Haematological findings (Table-II) at the time of diagnosis revealed pancytopenia while three cases had leucocytosis. Five patients (83.3%) presented with severe anaemia with haemoglobin level less than the mean of 9.8g/dl and two cases with thrombocytopenia (100x109/l). Comparing the haematological values at diagnosis and six months post therapy revealed a lower median leucocyte count (P=0.0043), insignificant increase in platelet count (P=0.24) and a higher haemoglobin level (P=0.36). Typical pattern of bone marrow involvement in HCL was characterized by focal (33.3%) as well as diffuse (66.7%) mononuclear cell infiltration with individual nuclei of hairy cells infiltrating between the marrow fat cells. Most of the patients displayed megaloblastoid erythropoiesis. Lymph node biopsies were rarely documented.

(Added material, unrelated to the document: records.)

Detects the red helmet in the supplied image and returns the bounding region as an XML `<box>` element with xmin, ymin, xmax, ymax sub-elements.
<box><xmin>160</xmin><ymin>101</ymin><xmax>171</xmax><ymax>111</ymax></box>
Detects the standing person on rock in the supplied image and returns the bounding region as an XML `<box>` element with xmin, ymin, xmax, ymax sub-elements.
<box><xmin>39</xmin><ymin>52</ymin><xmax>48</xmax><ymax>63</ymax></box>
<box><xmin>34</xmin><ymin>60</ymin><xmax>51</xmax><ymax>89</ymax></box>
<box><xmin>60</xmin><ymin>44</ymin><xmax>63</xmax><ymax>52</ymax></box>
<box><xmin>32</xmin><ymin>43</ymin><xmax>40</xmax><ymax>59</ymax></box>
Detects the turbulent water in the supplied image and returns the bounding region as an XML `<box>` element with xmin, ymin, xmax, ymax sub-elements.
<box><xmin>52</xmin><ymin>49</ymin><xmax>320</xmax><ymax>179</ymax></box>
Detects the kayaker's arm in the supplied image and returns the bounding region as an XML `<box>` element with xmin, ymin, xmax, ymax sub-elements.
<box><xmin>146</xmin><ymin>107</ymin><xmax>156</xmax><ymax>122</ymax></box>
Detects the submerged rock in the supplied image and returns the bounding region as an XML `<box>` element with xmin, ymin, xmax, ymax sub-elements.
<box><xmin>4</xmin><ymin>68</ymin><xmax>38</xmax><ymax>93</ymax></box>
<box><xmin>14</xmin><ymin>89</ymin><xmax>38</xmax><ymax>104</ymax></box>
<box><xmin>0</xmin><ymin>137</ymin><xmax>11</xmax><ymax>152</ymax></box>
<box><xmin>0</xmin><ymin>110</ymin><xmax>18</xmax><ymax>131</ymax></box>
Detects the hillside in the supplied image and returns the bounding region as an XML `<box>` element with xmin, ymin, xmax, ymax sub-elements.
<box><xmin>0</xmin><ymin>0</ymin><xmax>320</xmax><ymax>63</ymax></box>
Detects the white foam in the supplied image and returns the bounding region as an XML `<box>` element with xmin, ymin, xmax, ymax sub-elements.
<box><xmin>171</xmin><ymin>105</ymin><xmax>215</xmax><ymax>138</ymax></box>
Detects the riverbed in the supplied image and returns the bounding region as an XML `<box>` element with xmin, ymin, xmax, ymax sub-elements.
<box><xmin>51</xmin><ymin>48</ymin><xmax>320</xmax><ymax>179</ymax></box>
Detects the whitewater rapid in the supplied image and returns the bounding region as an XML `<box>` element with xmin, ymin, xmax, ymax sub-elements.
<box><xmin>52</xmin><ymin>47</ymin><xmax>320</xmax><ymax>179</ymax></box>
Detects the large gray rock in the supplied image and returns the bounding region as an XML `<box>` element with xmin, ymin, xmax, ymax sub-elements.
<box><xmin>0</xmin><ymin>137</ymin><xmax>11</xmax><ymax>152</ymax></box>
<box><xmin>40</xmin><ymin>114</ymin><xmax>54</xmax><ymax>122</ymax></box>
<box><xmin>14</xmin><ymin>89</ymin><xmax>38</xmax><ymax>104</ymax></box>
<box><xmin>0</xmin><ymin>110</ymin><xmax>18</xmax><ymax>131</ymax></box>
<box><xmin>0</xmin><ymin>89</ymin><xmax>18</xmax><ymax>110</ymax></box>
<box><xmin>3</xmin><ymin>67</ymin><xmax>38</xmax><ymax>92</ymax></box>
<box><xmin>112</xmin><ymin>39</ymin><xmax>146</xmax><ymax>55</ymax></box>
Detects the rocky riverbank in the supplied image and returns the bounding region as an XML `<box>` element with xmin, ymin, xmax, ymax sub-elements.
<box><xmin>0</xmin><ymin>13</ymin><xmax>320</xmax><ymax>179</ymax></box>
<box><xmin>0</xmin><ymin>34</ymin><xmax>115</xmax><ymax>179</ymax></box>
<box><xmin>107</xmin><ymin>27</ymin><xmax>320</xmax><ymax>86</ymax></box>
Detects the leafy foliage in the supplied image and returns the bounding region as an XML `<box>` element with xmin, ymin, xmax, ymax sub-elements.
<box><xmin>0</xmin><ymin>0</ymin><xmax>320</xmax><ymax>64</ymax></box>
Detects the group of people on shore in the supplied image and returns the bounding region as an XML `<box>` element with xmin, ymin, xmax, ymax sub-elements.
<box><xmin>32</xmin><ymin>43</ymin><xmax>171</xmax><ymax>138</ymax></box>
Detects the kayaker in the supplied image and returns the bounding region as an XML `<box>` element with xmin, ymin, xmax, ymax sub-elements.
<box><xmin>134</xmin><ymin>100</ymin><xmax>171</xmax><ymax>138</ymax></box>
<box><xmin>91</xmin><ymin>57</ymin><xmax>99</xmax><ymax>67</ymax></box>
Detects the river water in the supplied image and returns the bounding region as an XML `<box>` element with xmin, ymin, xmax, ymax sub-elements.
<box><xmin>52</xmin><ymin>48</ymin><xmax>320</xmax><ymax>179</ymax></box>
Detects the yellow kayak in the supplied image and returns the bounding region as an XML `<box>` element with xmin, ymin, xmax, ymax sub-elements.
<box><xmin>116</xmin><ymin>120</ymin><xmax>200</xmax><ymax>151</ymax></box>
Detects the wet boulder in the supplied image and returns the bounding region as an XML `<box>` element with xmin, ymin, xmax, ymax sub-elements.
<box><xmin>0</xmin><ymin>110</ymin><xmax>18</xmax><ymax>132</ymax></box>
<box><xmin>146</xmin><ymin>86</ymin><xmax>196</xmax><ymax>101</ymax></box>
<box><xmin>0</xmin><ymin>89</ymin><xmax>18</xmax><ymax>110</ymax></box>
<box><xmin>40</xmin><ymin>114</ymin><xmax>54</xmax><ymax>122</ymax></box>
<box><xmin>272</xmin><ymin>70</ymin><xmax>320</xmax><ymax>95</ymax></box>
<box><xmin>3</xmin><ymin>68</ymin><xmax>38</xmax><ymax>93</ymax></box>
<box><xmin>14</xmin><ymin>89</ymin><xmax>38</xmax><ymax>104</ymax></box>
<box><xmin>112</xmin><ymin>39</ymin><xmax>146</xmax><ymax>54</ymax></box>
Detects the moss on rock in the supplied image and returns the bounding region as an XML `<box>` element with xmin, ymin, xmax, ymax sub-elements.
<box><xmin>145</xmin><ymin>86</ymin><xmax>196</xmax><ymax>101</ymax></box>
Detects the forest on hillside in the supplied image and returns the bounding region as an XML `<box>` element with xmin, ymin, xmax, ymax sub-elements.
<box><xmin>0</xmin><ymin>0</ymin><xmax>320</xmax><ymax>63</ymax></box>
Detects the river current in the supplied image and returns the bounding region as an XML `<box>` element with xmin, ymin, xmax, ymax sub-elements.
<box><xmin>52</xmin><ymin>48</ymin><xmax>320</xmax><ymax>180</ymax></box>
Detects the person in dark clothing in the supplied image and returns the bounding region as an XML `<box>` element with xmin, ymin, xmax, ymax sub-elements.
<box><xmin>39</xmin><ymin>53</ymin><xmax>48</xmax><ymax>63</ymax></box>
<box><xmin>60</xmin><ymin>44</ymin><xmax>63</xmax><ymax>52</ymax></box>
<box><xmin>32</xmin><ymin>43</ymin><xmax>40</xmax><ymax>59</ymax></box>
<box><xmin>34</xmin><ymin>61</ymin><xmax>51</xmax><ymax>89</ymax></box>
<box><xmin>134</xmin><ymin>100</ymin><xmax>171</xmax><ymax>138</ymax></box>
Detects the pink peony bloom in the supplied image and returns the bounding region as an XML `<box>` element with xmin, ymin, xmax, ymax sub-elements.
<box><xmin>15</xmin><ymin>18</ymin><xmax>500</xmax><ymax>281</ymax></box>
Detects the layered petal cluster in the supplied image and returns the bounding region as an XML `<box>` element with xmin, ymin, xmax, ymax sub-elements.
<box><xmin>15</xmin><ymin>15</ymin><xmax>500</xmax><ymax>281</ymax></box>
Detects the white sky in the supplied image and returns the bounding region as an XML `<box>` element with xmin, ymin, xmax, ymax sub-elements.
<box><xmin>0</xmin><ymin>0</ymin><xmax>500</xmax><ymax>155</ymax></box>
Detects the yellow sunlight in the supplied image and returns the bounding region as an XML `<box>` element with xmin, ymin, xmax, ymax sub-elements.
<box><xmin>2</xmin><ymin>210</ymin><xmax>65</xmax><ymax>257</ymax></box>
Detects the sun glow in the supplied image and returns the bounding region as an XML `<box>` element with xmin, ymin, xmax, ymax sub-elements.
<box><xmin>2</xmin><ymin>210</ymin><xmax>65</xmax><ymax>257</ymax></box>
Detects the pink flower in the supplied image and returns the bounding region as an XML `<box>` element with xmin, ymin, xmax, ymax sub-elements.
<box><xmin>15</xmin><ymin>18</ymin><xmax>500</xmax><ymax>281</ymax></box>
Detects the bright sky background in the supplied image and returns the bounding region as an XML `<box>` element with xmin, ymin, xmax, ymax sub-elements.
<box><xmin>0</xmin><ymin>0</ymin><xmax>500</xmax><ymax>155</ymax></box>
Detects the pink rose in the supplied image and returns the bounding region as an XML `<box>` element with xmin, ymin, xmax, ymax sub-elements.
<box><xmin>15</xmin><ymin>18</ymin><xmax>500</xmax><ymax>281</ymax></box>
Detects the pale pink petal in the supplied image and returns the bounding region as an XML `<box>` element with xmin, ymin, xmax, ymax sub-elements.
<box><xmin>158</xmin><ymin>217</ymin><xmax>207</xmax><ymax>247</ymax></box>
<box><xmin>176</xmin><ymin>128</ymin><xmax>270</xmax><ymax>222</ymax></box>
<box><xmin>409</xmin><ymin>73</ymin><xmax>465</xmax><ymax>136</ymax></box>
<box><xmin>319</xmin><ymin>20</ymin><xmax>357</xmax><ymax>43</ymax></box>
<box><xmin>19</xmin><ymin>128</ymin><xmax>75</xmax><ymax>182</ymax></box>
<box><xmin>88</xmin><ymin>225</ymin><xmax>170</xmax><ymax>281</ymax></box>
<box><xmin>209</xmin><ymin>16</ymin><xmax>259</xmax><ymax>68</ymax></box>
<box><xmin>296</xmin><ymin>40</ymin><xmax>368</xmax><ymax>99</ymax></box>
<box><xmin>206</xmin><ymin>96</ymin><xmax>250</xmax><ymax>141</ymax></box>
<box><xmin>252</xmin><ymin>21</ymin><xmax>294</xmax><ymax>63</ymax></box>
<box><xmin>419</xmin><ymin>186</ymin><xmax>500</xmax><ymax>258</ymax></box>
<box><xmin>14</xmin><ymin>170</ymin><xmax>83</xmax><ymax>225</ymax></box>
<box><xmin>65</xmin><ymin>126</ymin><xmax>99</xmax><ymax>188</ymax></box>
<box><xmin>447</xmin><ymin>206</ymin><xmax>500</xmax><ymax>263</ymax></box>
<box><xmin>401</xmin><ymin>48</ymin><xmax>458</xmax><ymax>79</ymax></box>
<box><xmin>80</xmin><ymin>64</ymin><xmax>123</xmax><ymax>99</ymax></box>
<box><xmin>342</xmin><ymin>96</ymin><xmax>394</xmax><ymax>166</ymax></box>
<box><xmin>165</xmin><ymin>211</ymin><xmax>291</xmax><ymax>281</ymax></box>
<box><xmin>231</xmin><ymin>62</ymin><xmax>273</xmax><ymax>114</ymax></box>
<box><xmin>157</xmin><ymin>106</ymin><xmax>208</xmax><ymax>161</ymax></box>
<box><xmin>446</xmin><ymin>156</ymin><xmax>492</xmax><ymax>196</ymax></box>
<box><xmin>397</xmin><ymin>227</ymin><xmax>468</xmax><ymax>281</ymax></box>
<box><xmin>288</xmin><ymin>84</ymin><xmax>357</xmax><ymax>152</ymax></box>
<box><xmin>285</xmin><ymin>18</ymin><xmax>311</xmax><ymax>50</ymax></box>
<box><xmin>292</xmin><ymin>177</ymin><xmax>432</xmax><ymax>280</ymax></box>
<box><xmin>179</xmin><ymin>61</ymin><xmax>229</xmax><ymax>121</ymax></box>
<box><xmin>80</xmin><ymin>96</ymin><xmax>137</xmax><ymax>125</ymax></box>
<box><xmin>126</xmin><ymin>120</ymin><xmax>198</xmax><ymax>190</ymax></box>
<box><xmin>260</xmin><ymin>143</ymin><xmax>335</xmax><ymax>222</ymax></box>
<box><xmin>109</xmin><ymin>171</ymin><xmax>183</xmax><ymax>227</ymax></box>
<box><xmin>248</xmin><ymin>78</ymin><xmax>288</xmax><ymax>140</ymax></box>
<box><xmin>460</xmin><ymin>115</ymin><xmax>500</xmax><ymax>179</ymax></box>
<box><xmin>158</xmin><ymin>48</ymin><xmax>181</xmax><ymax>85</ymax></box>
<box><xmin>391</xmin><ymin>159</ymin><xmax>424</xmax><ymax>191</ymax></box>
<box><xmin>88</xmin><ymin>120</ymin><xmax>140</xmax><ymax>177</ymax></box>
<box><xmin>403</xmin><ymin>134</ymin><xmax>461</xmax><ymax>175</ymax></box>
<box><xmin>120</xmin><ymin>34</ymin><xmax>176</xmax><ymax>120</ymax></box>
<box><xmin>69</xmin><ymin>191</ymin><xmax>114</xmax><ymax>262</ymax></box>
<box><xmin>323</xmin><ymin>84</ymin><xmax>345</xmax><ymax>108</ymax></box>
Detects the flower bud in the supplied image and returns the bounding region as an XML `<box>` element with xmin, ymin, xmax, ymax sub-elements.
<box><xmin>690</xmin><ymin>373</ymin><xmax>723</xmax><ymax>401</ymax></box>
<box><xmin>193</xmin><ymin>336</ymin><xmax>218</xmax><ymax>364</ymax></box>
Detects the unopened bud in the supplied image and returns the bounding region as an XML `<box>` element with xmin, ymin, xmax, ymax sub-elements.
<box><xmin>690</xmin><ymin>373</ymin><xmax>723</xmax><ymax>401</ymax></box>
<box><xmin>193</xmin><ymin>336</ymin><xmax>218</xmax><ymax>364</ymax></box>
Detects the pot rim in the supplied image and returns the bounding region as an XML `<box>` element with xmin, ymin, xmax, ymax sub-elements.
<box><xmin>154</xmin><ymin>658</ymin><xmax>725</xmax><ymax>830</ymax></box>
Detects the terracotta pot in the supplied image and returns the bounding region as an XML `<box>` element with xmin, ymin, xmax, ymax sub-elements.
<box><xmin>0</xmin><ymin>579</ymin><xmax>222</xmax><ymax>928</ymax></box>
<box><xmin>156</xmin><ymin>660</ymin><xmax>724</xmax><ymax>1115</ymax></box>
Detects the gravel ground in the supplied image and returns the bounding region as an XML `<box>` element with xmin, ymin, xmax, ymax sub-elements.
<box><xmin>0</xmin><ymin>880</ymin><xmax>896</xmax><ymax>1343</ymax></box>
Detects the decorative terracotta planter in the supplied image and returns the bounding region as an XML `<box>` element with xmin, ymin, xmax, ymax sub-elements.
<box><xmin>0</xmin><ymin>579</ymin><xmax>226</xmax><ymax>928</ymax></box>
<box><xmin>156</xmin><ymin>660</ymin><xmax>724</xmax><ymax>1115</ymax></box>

Table-III: revealed the relationship between the spleen size and haematological parameters. Leucocyte counts at diagnosis showed a significant correlation with spleen size (r = 0.92, p=0.009). Also, the spleen size at presentation showed a significant negative correlation with haemoglobin level (r = -0.98, p=0.0007) and platelet count (r = -0.95, p=0.004).
Four of the patients had splenectomy and interferon-alpha, 3x106 U weekly for an average of four months while the remaining patients had cladribine, 0.07mg/kg/day by continuous infusion, over a seven-day period. Partial remission was recorded in all the interferon-treated and one cladribine patient while complete remission was observed in the other cladribine-treated patient.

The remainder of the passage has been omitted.